Pipavav Defence, Astra Microwave, Bharat Electronics, BEML and Walchandnagar Ind are up 5-14% on BSE.

SI Reporter Mumbai
Last Updated : Feb 18 2015 | 4:51 PM IST
Shares of defence equipment and manufacturers rallied up to 16%, after Prime Minister Narendra Modi said the country needs to increase its defence preparedness while inaugurating Aero India 2015.

The Prime Minister has also asked the Indian industry and armed forces to develop own capabilities in defence manufacturing and stop reliance on imports.

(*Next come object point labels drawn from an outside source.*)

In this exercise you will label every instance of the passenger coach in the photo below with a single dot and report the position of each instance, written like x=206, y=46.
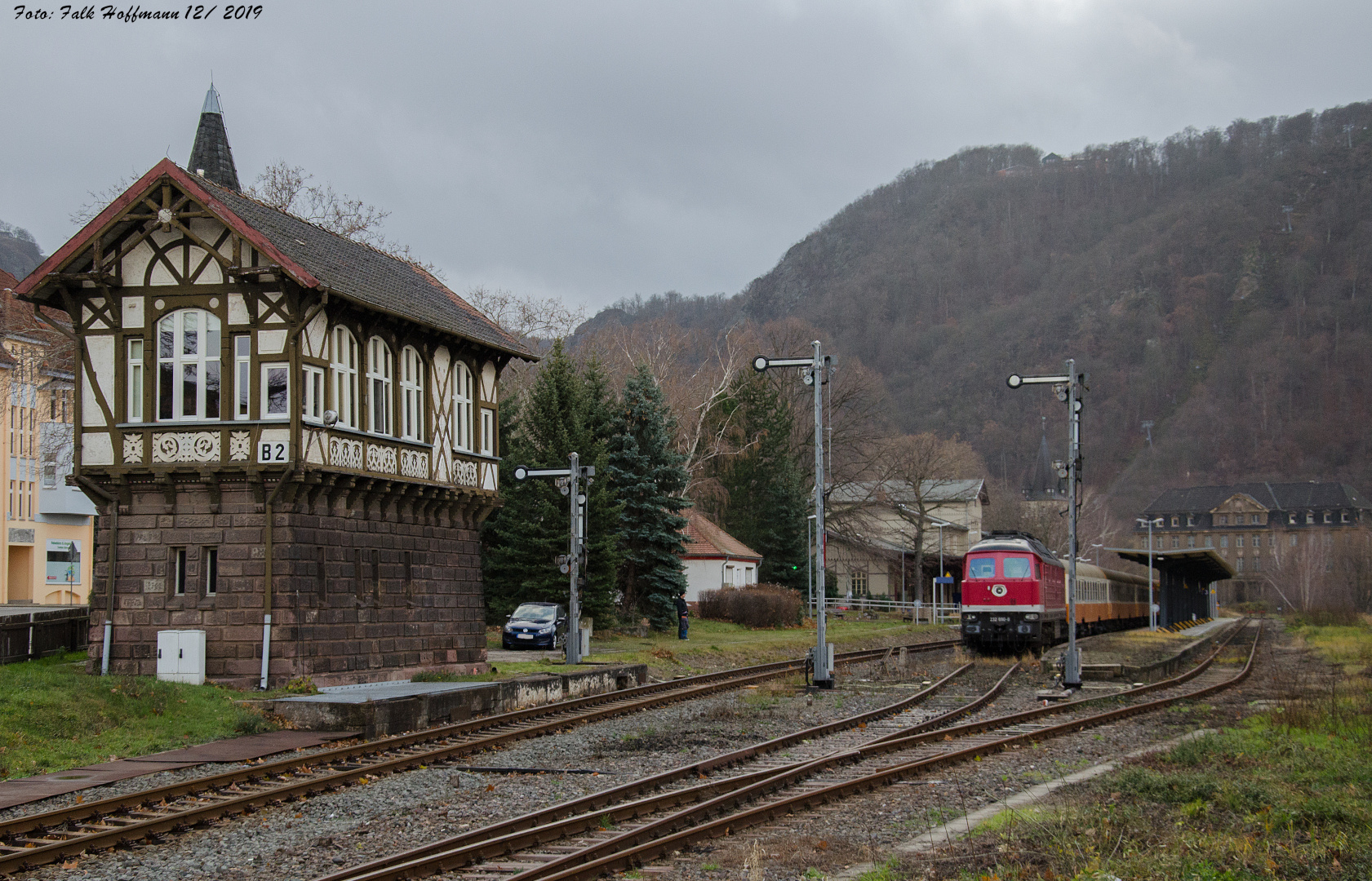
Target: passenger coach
x=1015, y=595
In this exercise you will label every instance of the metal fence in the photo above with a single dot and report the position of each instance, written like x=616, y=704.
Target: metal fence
x=918, y=613
x=38, y=635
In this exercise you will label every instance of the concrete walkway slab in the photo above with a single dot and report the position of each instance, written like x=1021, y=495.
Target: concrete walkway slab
x=963, y=826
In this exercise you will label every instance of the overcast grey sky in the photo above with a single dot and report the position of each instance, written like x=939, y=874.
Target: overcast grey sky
x=602, y=150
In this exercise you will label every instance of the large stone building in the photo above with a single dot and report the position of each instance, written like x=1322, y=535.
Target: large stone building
x=1267, y=531
x=291, y=436
x=47, y=539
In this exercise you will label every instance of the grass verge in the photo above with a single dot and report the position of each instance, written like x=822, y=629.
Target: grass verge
x=1285, y=795
x=56, y=716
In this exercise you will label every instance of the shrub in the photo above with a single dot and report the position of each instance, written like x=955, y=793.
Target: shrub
x=757, y=605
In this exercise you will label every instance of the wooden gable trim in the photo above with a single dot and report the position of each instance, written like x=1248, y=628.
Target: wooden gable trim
x=131, y=198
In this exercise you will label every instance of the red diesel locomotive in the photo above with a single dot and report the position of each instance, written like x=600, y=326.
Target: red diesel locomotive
x=1015, y=595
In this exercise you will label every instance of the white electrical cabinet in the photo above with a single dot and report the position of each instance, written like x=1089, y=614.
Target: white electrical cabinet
x=181, y=656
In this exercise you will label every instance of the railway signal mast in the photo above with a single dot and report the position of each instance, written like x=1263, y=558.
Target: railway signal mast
x=1068, y=388
x=570, y=480
x=814, y=371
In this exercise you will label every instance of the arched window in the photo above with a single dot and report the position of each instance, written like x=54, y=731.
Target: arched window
x=344, y=376
x=189, y=365
x=412, y=394
x=463, y=398
x=379, y=386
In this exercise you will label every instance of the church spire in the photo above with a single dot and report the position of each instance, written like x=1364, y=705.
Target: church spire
x=211, y=155
x=1043, y=479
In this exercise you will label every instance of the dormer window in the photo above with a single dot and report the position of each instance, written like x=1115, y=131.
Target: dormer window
x=189, y=365
x=344, y=376
x=412, y=394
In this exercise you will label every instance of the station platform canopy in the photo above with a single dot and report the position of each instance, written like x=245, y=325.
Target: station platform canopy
x=1186, y=579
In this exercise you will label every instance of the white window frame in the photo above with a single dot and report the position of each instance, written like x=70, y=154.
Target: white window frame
x=211, y=565
x=265, y=392
x=487, y=432
x=344, y=357
x=312, y=392
x=464, y=398
x=205, y=358
x=137, y=383
x=242, y=376
x=412, y=394
x=379, y=386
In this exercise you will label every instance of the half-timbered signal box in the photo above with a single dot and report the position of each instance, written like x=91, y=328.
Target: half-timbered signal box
x=275, y=422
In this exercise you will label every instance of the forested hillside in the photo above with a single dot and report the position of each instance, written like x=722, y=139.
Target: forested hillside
x=1172, y=272
x=20, y=253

Companies in the sector eye more orders for trucks, jeeps, aircraft carriers and other related equipment, especially after the recent “Make in India” campaign.

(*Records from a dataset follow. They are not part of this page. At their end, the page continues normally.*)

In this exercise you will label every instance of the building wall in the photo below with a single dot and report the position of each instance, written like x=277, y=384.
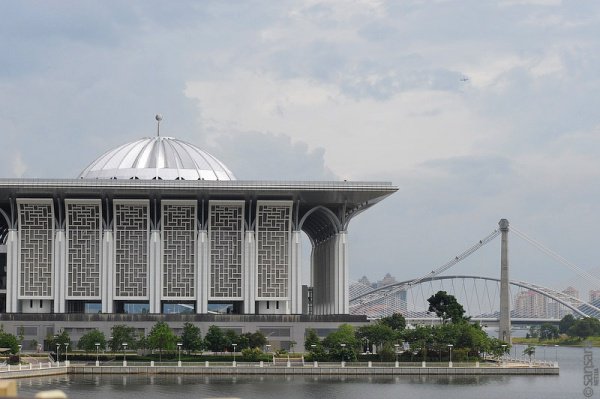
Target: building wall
x=81, y=254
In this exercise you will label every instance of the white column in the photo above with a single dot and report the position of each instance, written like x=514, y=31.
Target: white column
x=155, y=272
x=12, y=264
x=342, y=299
x=107, y=272
x=60, y=271
x=296, y=274
x=249, y=273
x=202, y=274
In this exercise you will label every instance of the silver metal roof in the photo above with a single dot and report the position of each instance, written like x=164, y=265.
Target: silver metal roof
x=157, y=158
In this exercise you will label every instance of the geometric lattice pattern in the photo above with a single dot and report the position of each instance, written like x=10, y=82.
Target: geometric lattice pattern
x=226, y=232
x=36, y=230
x=179, y=243
x=273, y=247
x=131, y=249
x=84, y=240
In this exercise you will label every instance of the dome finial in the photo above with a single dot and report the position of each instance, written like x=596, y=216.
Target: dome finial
x=158, y=118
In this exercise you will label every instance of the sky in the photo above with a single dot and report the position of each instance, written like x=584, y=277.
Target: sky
x=476, y=110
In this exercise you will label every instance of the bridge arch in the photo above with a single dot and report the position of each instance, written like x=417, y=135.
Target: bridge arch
x=569, y=302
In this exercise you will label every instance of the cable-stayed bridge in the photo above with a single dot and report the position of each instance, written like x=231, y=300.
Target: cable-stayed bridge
x=480, y=295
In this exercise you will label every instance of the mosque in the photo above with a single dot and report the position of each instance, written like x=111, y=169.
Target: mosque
x=159, y=229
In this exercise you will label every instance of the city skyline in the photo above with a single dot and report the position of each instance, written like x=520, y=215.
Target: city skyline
x=477, y=112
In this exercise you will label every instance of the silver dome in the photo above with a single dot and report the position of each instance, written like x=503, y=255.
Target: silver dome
x=164, y=158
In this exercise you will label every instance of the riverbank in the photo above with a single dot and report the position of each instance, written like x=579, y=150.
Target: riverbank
x=505, y=368
x=569, y=342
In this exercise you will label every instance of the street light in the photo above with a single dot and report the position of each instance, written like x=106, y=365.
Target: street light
x=124, y=354
x=97, y=352
x=179, y=353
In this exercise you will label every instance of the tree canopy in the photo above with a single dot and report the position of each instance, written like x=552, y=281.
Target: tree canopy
x=89, y=340
x=446, y=307
x=161, y=337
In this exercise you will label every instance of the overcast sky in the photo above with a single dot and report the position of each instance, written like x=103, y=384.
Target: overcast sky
x=477, y=110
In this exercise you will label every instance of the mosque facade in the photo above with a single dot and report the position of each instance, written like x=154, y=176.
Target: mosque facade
x=160, y=227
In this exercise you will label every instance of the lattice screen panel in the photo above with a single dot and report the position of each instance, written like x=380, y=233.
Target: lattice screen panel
x=84, y=240
x=179, y=254
x=226, y=231
x=273, y=249
x=131, y=249
x=36, y=232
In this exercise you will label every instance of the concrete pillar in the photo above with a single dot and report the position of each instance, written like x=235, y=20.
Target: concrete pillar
x=342, y=298
x=504, y=330
x=107, y=272
x=60, y=271
x=296, y=273
x=202, y=281
x=249, y=273
x=155, y=272
x=12, y=271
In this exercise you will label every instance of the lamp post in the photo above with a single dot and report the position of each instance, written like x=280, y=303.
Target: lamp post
x=269, y=351
x=66, y=353
x=234, y=345
x=179, y=354
x=124, y=354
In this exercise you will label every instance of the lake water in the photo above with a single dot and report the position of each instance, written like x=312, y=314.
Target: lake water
x=569, y=384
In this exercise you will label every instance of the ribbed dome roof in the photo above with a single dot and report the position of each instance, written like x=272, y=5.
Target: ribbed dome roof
x=164, y=158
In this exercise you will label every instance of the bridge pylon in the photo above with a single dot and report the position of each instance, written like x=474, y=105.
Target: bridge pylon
x=504, y=330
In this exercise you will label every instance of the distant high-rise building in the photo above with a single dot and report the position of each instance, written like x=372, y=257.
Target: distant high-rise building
x=594, y=295
x=387, y=280
x=530, y=304
x=571, y=291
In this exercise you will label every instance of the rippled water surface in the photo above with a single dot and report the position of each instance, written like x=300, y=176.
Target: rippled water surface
x=569, y=384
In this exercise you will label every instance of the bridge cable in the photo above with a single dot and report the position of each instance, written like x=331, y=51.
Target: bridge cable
x=392, y=288
x=582, y=273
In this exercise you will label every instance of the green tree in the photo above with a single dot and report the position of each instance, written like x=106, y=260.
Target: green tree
x=566, y=323
x=548, y=331
x=8, y=340
x=89, y=340
x=121, y=334
x=161, y=337
x=529, y=351
x=447, y=307
x=311, y=339
x=191, y=339
x=257, y=340
x=231, y=338
x=215, y=339
x=342, y=344
x=396, y=322
x=377, y=333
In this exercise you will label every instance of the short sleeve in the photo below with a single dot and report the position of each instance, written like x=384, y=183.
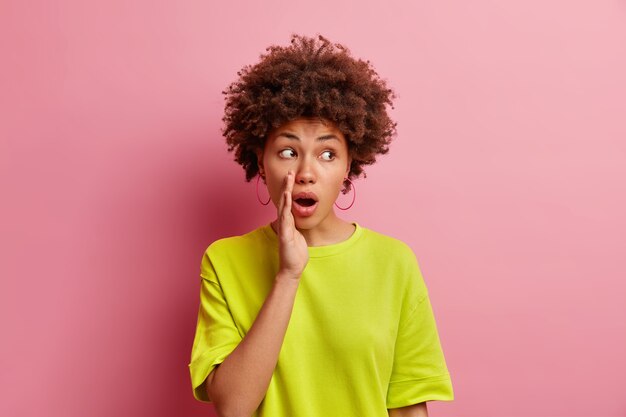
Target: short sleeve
x=419, y=369
x=216, y=333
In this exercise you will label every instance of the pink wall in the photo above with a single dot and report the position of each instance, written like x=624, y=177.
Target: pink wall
x=507, y=179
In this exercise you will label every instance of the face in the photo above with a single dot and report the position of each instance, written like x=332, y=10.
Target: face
x=317, y=152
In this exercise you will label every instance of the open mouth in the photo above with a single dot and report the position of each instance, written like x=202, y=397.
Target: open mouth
x=305, y=202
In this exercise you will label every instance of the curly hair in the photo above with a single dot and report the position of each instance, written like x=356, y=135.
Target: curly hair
x=309, y=78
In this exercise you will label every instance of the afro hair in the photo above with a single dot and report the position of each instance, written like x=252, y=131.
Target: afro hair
x=312, y=78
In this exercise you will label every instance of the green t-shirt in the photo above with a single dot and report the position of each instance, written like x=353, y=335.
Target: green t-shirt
x=362, y=337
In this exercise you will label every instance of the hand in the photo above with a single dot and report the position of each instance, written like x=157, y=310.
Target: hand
x=293, y=251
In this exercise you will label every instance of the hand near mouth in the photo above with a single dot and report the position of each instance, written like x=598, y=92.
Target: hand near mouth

Stressing on the need to end India’s dependence on defence imports and the fact that the domestic defence industry is central to the “Make in India” programme, the Prime Minister said that the said the foreign players could use India as part of their global supply chain.

Stocks rally

Thus far in current calendar year 2015, defence related stocks have gained between 25 – 93% as compared to 7% rise in the benchmark indices, the S&P BSE Sensex and the CNX Nifty on hopes that the Union Budget proposals could see the sector being opened up that will result in increased participation from private players.

Among individual stocks, Bharat Electronics (BEL), a state-owned company, surged nearly 9% at Rs 3,998 on the Bombay Stock Exchange (BSE) after touching a record high of Rs 4,140 in intra-day trade. Pipavav Defence and Offshore Engineering Company moved up 13% to Rs 77.75 after it hit a 52-week high of Rs 82.80 on the back of heavy volumes. In the past two weeks, the stock has rallied 56% from Rs 50 on February 2.

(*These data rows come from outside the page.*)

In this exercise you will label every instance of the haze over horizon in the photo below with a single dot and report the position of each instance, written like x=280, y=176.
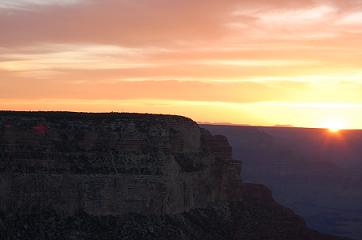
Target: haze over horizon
x=243, y=62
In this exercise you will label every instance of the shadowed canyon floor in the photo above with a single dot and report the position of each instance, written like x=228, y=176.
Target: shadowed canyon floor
x=312, y=171
x=129, y=176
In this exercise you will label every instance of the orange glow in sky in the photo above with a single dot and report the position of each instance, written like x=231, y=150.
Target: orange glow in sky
x=243, y=62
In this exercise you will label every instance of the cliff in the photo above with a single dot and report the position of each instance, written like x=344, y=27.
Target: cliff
x=129, y=176
x=111, y=164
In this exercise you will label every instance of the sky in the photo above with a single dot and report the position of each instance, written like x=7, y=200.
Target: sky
x=255, y=62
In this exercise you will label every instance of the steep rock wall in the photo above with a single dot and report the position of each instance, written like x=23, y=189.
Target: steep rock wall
x=112, y=164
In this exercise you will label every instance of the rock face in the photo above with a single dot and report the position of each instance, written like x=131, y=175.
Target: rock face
x=129, y=176
x=112, y=164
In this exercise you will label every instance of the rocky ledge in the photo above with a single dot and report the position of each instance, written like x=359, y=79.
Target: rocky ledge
x=129, y=176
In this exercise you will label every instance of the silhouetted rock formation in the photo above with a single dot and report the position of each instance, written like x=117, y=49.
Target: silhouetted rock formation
x=128, y=176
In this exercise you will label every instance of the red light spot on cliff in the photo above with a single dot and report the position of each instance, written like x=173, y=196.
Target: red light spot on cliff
x=40, y=129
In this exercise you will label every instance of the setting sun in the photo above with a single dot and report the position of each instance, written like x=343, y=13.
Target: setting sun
x=334, y=126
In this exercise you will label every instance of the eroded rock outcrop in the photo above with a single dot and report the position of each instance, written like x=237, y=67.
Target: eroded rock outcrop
x=112, y=164
x=129, y=176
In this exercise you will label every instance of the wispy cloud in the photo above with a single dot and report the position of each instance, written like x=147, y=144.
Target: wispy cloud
x=25, y=4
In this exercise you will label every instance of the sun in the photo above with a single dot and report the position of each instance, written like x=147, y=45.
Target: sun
x=334, y=130
x=334, y=126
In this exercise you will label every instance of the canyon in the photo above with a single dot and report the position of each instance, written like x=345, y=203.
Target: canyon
x=129, y=176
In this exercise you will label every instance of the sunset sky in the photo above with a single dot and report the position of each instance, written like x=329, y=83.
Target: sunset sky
x=257, y=62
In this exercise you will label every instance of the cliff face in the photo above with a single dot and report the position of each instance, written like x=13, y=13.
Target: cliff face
x=112, y=164
x=129, y=176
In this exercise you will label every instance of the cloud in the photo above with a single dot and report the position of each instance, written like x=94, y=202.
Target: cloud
x=26, y=4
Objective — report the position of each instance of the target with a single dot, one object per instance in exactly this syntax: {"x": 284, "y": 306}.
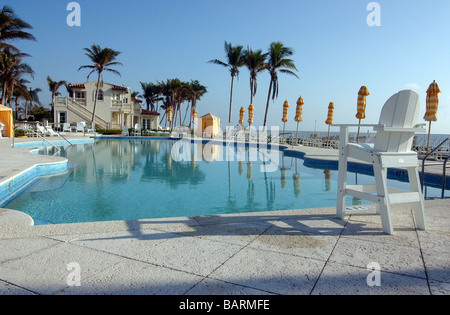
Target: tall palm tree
{"x": 278, "y": 61}
{"x": 54, "y": 87}
{"x": 30, "y": 98}
{"x": 12, "y": 27}
{"x": 196, "y": 91}
{"x": 102, "y": 59}
{"x": 234, "y": 62}
{"x": 256, "y": 63}
{"x": 12, "y": 68}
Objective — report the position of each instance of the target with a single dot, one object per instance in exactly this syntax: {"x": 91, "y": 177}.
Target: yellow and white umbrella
{"x": 194, "y": 116}
{"x": 251, "y": 109}
{"x": 169, "y": 114}
{"x": 329, "y": 120}
{"x": 285, "y": 112}
{"x": 242, "y": 116}
{"x": 361, "y": 107}
{"x": 299, "y": 113}
{"x": 432, "y": 106}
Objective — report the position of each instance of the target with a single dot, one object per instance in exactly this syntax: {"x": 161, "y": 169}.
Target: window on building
{"x": 100, "y": 95}
{"x": 80, "y": 95}
{"x": 62, "y": 117}
{"x": 146, "y": 123}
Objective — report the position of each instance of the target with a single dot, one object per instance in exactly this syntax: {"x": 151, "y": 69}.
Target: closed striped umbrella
{"x": 299, "y": 110}
{"x": 432, "y": 107}
{"x": 241, "y": 116}
{"x": 169, "y": 114}
{"x": 432, "y": 102}
{"x": 251, "y": 109}
{"x": 194, "y": 116}
{"x": 299, "y": 113}
{"x": 329, "y": 120}
{"x": 361, "y": 107}
{"x": 285, "y": 112}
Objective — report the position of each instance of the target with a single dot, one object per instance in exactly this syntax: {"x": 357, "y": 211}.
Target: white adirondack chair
{"x": 392, "y": 149}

But given the rally seen thus far, should one invest in this space and what does the upcoming Budget hold in store?

Analysts are of the view that the rally in these stocks has been quite steep and the valuations now appear stretched. Investors, they say, should look at exiting these counters.

G.Chokkalingam, founder and managing director, Equinomics Research and Advisory, says: “I think one should book profits in these stocks given the sharp rally and the stretched valuation in some cases. If at all the Union Budget does have proposals for this sector, it will mostly be in the form of foreign direct investment (FDI) in this sector and will take at least two – three years for any manufacturing company to deliver results. The markets are reacting as if the proposed outlays, if at all they come, will immediately be visible on the bottom-line of these companies.”

“Moreover, the defence outlays since the past few years have not gone up substantially. The government is also reeling under tremendous stress to maintain fiscal discipline, which makes spending all the more difficult,” he adds.

Deven Choksey, managing director and chief executive officer, K R Choksey Shares and Securities suggests that the companies in this sector are not seeking any concessions from the government in the upcoming Union Budget. “It is all market expectation that is driving the stock prices higher. I don’t think one should be jumping into the fire right now,” he says.